(This is Part 4 of a series. Go back to Part 3.)
As I write this it's only two days before the mid-term elections and the happy statistics coming out of Washington and Wall Street are surely plentiful. The Dow Jones is above 12,000. Unemployment is now down to 4.4%. True, the "official" real GDP growth fell from the +4% area to about +1.6%. Uh oh, a little dark cloud, a lessening of positive growth. But never mind, corporate profits are at record levels.
The economy is near-perfect, yes indeed. The 19th century had a good name for it; they called it painting the tape, referring to the ticker-tape of stock prices.
To use another colorful metaphor, the pretty economic picture is a Potemkin Village. The phrase refers to the government habit in the Soviet Union, during the grim Stalinist times, of creating whole false "happy" villages to impress visitors. That's what we've got now, a Potemkin Village economy.
Meanwhile, underneath the official "times are good" assertions on the campaign trail, the United States is already in an inflationary recession, and it's going to get rapidly worse after the election. By mid-year 2007 even the mainstream media, in alarmist tones, will be openly declaring a well-entrenched and strong recession.

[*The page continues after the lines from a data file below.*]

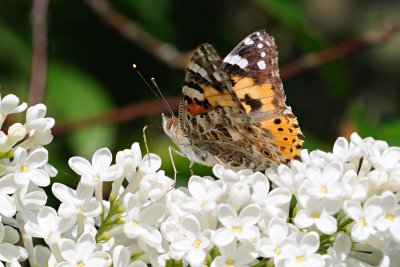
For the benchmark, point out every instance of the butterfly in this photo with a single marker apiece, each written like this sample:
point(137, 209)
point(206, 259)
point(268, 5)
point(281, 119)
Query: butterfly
point(233, 111)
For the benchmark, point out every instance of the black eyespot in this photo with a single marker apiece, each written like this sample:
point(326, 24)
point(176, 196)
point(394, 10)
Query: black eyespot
point(265, 153)
point(249, 129)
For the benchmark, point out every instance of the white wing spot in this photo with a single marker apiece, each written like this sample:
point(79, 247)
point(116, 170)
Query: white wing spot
point(217, 76)
point(236, 59)
point(261, 65)
point(242, 63)
point(248, 41)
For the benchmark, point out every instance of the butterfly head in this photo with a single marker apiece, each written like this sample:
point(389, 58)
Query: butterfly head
point(171, 127)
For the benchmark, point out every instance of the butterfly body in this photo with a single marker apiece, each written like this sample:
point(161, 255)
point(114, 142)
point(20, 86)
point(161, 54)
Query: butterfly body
point(233, 111)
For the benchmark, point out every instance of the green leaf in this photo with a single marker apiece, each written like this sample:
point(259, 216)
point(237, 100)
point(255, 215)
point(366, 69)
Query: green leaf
point(74, 95)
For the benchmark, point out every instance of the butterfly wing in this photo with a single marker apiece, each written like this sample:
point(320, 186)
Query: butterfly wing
point(253, 69)
point(207, 86)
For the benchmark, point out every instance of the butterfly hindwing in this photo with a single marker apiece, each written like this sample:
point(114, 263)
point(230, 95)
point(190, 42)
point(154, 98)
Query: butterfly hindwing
point(253, 68)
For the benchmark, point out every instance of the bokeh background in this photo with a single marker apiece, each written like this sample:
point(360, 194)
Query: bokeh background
point(98, 100)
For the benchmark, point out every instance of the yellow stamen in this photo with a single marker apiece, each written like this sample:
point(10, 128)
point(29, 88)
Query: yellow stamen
point(390, 216)
point(323, 189)
point(315, 215)
point(196, 243)
point(204, 205)
point(229, 262)
point(236, 229)
point(23, 168)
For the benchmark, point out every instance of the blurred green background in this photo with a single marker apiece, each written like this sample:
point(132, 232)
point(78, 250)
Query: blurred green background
point(89, 66)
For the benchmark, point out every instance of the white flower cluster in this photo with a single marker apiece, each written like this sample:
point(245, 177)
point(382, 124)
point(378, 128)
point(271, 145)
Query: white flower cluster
point(330, 209)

Normally a recession brings down interest rates, and that's another part of the magical thinking pervading Wall Street. "Even if we do get a recession," the thought goes, "it'll bring down interest rates so inflation won't be a problem."
Yes, it will. Inflation is already bad, at 10%, and it's only going to get worse. Even the "official" statistics will reflect this by mid-2007. Even though we're in a worsening recession, which the government will "officially" declare in the next few months, the excess money creation that's already in the pipeline will insure that inflation will only grow worse.

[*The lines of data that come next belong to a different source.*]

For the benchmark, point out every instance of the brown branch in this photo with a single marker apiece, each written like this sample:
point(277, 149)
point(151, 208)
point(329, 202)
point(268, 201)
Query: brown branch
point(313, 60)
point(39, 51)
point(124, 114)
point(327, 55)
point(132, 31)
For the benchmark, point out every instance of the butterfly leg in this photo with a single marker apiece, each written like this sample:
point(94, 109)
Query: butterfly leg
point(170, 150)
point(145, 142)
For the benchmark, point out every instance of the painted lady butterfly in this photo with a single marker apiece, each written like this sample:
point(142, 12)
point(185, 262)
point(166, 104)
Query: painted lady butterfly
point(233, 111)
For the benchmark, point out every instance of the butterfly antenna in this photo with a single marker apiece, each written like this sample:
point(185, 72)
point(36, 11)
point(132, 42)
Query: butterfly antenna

And since it's very uncool to have a recession in our "modern" times when the economy is managed with such sophistication, the Fed will do what it has done every time in the past 20 years—it will step on the accelerator and create more money, excess money that gradually filters into the economy, raising prices. At the same time it will raise interest rates and declare that it is "fighting inflation."
If you've ever tried to drive a car while pressing on the accelerator and the brake at the same time, you have an idea of what happens when an economy is run that way—it's on its way towards a hyperinflationary depression, which is where we're headed.
"But wait," you say. "Won't the Fed's hand be forced by the recession to lower interest rates?" Normally, it would, yes. But its hands will be tied by another phenomenon, the falling dollar. The Fed will be forced into raising interest rates in the middle of a recession to attempt to prevent a collapse of the dollar. And that's another story...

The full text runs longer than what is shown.